Quant aux serpents, assez communs aux environs de Bakou, on ne peut faire un pas sans risquer d’en écraser un, ou d’être mordu par lui, ce qui est infiniment plus désagréable, dès que l’on met le pied dans les steppes de Moghan. Un de mes bons amis, le baron de Finot, consul à Tiflis, qui les a traversées avec une escorte de Cosaques, les a vus par centaines ; un de ses Cosaques en piqua un avec sa lance ; il était du plus beau jaune d’or.

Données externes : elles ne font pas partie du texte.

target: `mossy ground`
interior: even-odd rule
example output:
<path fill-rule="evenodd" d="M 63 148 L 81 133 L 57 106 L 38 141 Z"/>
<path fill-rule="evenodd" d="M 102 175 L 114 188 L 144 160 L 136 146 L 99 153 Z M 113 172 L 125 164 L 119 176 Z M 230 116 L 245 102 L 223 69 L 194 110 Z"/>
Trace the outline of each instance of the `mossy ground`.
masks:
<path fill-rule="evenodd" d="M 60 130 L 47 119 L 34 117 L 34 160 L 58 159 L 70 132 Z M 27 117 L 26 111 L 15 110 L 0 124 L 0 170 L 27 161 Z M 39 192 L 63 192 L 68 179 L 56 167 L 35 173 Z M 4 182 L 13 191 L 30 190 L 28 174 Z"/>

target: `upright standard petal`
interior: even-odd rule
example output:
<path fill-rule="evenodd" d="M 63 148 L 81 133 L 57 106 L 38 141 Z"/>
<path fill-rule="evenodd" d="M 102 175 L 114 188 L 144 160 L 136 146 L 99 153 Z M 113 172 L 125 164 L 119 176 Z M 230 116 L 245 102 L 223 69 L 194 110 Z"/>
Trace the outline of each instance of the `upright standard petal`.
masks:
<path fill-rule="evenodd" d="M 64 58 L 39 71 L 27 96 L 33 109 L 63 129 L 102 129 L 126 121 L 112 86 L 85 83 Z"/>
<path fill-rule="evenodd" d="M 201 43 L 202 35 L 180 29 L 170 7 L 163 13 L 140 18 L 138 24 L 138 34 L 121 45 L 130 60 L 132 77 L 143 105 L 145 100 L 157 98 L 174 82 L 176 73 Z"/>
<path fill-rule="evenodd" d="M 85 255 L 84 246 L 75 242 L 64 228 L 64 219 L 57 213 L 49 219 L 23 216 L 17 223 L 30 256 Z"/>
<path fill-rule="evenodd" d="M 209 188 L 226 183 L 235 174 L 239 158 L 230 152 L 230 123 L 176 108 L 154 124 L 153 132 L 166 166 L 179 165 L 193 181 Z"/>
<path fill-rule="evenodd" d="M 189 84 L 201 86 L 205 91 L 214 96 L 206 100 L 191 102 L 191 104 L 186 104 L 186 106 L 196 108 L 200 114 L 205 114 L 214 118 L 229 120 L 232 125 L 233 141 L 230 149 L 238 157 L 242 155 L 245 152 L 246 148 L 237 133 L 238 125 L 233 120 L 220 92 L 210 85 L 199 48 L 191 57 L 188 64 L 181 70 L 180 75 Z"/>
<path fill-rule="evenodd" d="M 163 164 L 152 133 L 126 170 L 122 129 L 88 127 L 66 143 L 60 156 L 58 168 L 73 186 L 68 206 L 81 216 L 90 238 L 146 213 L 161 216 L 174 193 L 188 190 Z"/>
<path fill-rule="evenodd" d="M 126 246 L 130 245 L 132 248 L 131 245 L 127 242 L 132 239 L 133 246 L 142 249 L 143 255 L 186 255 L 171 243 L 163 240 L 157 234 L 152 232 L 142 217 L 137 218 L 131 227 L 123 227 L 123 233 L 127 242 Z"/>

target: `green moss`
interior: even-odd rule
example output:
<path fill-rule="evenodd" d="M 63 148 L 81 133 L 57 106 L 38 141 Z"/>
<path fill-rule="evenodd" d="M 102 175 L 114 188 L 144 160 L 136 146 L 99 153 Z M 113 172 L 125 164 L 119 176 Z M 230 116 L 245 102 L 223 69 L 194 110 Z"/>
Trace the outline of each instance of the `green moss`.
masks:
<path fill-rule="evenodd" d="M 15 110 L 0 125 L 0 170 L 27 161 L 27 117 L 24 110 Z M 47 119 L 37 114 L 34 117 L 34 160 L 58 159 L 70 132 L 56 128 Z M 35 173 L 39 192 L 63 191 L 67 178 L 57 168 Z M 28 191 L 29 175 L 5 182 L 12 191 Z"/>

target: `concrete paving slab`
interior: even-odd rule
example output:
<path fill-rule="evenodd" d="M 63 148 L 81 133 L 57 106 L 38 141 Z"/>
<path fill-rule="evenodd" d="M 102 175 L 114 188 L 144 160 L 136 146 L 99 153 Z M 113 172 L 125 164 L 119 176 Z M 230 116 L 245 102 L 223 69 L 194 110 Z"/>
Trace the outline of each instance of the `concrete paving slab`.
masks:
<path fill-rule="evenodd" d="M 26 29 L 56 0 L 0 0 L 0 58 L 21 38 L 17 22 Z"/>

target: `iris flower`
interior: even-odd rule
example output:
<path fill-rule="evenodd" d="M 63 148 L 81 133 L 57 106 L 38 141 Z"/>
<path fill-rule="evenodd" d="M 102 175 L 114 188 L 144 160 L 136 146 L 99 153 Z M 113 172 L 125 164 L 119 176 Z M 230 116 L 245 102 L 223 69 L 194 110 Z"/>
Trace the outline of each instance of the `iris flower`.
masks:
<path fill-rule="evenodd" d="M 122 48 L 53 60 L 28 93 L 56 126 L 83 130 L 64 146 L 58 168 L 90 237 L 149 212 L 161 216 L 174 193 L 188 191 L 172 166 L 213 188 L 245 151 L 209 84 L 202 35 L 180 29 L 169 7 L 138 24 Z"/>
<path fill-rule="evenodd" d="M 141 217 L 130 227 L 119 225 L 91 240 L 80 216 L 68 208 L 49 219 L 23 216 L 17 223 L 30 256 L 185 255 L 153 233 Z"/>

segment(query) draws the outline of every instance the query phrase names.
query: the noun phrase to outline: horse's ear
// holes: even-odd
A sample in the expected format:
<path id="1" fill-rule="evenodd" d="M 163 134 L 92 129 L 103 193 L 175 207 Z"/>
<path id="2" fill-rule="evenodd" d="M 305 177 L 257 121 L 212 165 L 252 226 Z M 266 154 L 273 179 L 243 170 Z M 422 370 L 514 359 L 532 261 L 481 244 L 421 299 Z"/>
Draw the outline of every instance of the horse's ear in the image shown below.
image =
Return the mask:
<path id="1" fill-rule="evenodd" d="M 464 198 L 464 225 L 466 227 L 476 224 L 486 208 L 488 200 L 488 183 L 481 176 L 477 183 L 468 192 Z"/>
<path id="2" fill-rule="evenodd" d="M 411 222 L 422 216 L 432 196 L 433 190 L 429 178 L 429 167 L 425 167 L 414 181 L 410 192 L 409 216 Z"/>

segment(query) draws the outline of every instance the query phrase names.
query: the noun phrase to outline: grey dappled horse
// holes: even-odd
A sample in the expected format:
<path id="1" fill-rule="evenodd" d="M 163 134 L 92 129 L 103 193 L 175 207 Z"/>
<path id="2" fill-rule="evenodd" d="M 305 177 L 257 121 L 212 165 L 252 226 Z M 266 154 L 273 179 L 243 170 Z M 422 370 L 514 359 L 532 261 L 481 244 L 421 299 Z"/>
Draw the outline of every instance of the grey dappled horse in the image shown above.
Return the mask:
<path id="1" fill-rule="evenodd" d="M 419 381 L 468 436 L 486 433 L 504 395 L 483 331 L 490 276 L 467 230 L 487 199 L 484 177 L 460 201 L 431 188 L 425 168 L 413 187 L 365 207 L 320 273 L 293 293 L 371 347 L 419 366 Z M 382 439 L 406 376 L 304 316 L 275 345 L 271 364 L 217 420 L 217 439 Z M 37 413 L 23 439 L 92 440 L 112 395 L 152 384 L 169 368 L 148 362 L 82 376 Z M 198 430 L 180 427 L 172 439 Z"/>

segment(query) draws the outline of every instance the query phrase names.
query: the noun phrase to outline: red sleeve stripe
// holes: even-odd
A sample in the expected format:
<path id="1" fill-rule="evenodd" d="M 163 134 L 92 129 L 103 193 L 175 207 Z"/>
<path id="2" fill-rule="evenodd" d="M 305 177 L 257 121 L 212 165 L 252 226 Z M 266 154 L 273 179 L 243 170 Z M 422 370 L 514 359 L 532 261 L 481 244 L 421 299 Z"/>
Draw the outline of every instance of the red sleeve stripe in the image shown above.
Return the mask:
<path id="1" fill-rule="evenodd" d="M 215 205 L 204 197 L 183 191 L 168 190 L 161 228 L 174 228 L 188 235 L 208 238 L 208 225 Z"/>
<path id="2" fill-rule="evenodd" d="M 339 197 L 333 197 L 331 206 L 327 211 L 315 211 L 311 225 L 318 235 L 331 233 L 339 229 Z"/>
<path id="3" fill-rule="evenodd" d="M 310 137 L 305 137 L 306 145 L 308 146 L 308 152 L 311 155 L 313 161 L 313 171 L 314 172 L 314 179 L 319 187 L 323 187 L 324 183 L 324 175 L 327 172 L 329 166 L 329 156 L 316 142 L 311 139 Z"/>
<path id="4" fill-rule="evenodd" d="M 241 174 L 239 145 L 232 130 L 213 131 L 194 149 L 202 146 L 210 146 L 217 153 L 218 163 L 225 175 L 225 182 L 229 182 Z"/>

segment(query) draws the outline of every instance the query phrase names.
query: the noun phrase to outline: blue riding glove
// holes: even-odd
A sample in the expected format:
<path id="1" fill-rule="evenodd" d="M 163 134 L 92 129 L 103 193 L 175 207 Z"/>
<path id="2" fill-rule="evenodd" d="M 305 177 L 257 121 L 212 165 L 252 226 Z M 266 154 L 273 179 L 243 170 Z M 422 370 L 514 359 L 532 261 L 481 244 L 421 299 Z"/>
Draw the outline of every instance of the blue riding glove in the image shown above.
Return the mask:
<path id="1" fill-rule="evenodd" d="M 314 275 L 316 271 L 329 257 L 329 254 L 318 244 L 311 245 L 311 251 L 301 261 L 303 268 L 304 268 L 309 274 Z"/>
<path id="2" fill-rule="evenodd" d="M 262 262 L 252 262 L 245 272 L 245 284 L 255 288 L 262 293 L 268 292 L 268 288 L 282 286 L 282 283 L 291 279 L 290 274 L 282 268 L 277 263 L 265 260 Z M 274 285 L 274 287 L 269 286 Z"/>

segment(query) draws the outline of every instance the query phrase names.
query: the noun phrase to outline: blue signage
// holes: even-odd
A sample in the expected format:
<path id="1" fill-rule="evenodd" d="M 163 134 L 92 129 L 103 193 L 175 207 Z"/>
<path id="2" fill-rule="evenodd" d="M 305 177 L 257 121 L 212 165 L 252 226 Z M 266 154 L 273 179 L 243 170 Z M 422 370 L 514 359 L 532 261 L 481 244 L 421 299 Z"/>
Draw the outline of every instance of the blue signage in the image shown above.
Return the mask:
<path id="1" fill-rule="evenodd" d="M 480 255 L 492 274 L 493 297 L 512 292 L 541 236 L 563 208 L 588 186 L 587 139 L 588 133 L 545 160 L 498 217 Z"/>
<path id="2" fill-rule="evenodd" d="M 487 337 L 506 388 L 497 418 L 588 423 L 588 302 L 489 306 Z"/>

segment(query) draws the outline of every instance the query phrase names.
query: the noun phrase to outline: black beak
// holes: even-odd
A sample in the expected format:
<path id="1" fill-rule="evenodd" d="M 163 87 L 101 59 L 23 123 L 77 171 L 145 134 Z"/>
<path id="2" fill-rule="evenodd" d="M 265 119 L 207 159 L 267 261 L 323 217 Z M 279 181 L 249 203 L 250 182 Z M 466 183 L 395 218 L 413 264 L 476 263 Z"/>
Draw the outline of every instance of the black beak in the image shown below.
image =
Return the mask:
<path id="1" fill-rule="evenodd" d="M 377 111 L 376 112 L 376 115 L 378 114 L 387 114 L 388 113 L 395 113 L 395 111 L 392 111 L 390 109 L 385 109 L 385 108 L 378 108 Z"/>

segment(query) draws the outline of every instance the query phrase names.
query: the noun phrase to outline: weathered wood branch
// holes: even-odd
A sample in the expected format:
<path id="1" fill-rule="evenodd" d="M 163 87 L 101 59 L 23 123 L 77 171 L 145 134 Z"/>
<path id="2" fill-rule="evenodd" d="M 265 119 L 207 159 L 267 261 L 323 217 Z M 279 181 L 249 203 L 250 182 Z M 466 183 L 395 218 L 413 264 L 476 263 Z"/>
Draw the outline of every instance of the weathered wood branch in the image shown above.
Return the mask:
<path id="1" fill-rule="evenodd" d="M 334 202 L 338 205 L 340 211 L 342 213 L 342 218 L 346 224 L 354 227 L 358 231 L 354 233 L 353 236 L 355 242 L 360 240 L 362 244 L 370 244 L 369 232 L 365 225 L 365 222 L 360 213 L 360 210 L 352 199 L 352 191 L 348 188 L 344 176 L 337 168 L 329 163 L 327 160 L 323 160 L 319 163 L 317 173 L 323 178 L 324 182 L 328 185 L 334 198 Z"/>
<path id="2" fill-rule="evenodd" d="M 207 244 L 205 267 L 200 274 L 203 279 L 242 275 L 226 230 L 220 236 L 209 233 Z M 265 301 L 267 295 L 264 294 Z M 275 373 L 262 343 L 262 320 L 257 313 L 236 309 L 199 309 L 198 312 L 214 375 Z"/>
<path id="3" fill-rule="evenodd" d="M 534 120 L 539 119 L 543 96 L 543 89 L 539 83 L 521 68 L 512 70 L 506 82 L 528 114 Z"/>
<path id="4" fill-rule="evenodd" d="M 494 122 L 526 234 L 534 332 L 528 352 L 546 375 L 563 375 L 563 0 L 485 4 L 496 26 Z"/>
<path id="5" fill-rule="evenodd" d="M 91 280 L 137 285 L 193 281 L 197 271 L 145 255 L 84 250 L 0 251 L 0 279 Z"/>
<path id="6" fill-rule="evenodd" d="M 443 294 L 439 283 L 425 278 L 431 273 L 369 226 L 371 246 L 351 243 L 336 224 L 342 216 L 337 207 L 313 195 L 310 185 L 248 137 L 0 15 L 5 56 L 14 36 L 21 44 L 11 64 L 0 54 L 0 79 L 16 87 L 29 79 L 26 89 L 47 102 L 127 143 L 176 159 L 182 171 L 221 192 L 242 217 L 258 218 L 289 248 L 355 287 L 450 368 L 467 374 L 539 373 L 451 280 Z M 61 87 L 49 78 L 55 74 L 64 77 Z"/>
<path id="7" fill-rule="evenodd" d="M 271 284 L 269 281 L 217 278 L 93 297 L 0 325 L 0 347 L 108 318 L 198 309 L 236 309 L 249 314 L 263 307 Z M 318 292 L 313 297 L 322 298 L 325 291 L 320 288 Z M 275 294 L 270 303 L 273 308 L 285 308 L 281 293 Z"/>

Les plus communs sont noirs et verts.

Le comte Zoubow, étant venu en 1800 faire le siége de Salian, séparée des steppes de Moghan par le Koura seulement, résolut de passer l’hiver dans ces steppes. Ses soldats, en creusant la terre pour y placer leurs tentes, amenèrent à la surface du sol des milliers de serpents engourdis par le froid.

L’antiquité elle-même constate le fait.

Voici ce que dit textuellement Plutarque :

« Après cette dernière bataille, — celle qu’il livra près du fleuve Abas, — Pompée, s’étant mis en chemin pour pénétrer jusqu’au pays d’Hyrcanie et gagner la mer Caspienne, fut contraint d’abandonner son projet et de tourner en arrière, par la grande multitude de serpents venimeux et mortels qu’il y trouva, à la distance de trois journées à peu près. Il s’en retourna donc dans la petite Arménie. »

Par bonheur, la morsure de ces serpents, quoique mortelle si on laisse le venin faire des progrès et librement développer son action sur le sang, devient à peu près inoffensive si l’on verse de l’huile sur la plaie et même si on la frotte simplement avec un corps gras.